Türkiye, savaşın başlarında dış siyasetindeki bu gelişmelere ve daha sonra savaşın Balkanlar ile Akdeniz’e yayılmasına rağmen, Üçlü ittifakın 2 numaralı Protokolüne dayanarak savaşa katılmadı ve tarafsızlığını sürdürdü.

Türkiye’nin yürütmeye çalıştığı “savaşa girmeme” ve bu çerçevede “denge politikası” bakımından çok daha zor bir dönem olmuştur. Bu dönemde savaşan taraflarca Türkiye’ye savaş dışı tutumunu terk etmesi için sürekli ve yoğun bir baskı yapılmıştır. Türkiye’yi müttefikler yanında savaşa sokmak için pompaladığı “Polonya Sendromu” propagandası, Almanya ile SSCB tarafından aynı anda işgale uğrama korkusu” olarak adlandırılan bu sendrom, Türk yetkilileri ciddi anlamda kaygılandırmıştır.

Türkiye ile Sovyetler Birliği, 25 Mart 1941’de bir “Saldırmazlık Bildirisi” yayınlandı. Ardından 18 Haziran 1941’de Ankara’da “Türk-Alman Dostluk Antlaşması” imzalandı. Tamamı üç madde ve on yıl süreli olan bu Antlaşma ile Türkiye, Almanya’dan kendine saldırmayacağına ait güvenceyi resmen almış, Almanya da Türkiye’nin tarafsızlığını sürdürmesini sağlamış oldu. Almanya ve SSCB tarafından Boğazların müttefiklere açılmaması için yoğun bir baskıya maruz kalan Türkiye, Alman-Sovyet savaşı başladıktan sonra ise bunun tersi yönde bu kez Almanlara karşı Boğazları Müttefiklere açma yönünde İngiliz ve Sovyetlerin baskısına maruz kaldı.

Bu arada Türkiye’nin Almanya ile saldırmazlık anlaşması imzalaması, Türk- Amerikan ilişkilerinde soruna yol açmış ve ABD, Türkiye’ye olan yardımını durdurmuştur. Bu durum Pearl Harbor baskınından sonra ABD’nin savaşa girmesi ile değişmiş ve Japonya’nın Almanya’nın yanında savaşa katılmasının Türkiye üzerinde etki yaratmasından çekinen ABD bu tavrını değiştirmiş, 1942’den itibaren Türkiye’ye yardımlar yeniden başlatılmıştır.

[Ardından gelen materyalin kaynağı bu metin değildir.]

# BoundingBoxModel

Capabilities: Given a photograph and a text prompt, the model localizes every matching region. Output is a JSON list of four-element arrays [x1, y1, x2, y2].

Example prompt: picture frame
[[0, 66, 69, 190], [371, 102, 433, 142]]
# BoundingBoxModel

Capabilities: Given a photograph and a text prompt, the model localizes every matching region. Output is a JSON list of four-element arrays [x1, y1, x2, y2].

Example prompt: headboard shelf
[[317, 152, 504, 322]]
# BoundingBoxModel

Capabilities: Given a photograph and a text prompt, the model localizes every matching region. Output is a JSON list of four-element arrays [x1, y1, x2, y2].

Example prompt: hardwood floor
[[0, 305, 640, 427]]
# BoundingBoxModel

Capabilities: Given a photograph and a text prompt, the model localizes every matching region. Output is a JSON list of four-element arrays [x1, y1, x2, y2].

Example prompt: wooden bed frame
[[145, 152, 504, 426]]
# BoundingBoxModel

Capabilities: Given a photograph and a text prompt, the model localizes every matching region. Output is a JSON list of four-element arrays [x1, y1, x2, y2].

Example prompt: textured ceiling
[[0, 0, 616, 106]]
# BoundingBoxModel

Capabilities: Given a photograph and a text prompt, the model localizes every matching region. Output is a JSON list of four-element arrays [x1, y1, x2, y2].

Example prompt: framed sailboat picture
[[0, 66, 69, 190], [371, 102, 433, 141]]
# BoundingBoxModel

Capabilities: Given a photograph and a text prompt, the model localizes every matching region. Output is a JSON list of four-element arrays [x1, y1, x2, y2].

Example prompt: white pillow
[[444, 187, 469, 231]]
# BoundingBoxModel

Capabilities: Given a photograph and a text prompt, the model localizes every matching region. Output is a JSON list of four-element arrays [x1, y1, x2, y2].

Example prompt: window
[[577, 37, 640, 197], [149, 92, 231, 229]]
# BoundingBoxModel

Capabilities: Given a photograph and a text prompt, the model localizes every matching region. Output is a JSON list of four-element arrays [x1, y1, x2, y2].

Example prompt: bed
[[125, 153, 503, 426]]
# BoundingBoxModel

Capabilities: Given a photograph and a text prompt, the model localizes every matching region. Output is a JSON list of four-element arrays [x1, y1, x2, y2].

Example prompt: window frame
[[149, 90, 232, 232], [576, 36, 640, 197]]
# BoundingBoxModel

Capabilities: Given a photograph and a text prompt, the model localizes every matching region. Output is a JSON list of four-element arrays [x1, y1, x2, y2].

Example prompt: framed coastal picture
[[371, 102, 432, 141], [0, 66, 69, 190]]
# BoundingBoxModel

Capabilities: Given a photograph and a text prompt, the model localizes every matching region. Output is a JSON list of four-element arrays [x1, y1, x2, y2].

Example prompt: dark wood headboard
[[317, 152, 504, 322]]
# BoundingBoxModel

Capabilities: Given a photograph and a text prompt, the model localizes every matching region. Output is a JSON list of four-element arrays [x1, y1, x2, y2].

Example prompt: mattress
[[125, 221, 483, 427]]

Savaşın Son Dönemi ve Türkiye Üzerine Baskılar

1942’nin sonlarında Türkiye üzerinde Almanya’nın baskısı azalırken bunun yerini Müttefiklerin baskısı almıştır. Savaşın genel durumu 1943 yılından itibaren lehlerine dönen müttefikler savaş sırasında, savaşın yürütülmesini sağlamak ve zafere ulaşabilmek için alınacak önlemleri tespit etmek, aynı zamanda savaş sonrası düzeni belirlemek üzere aralarında çeşitli toplantılar yapmışlardır. Bu toplantılar;

  • Casabalnca Konferansı
  • Adana Konferansı (İnönü – Churchill görüşmeleri)
  • Quebec Konferansı
  • Moskova Konferansı
  • Kahire Konferansı ( Eden – Menemencioğlu Görüşmesi )
  • Tahran Konferansı
  • İkinci Kahire konferansı

1944 yazında Müttefiklerin baskısı sonucunda Türkiye 2 Ağustos 1944’te TBMM’nin aldığı kararla Almanya ile tüm ilişkilerini kesmiştir. Bu kararlar, bozulan TürkiyeMüttefikler ilişkisini yeniden canlandırmaya başlamıştır.

Savaşın Son Dönemi ve Türkiye

Türkiye bu arada müttefiklerle Nisan başında bozulan ilişkilerini bir bakıma dengelemek için Sovyetlerle temasa geçmiştir. 1944 Mayıs ve Haziran aylarında Sovyetlerle yakınlaşmak istediyse de Sovyetler bu yakınlaşma için Türkiye’nin savaşa katılmasını şart koşmuştu. Almanya ile tüm ilişkilerin kesilmesi sonrasında İngiltere ve ABD ile kısmen ilişkiler yumuşamış ancak Türk-Sovyet ilişkileri iyice soğumuştu. Churchill ile Stalin arasında 9 Ekim 1944’te yapılan Moskova Görüşmesinde nüfus bölgeleri belirlenmiş ve İngiltere SSCB’nin Montreux Boğazlar Sözleşmesi’nde ayrıntıları daha sonra görüşülecek olan değişiklik teklifini prensip olarak kabul etmiştir.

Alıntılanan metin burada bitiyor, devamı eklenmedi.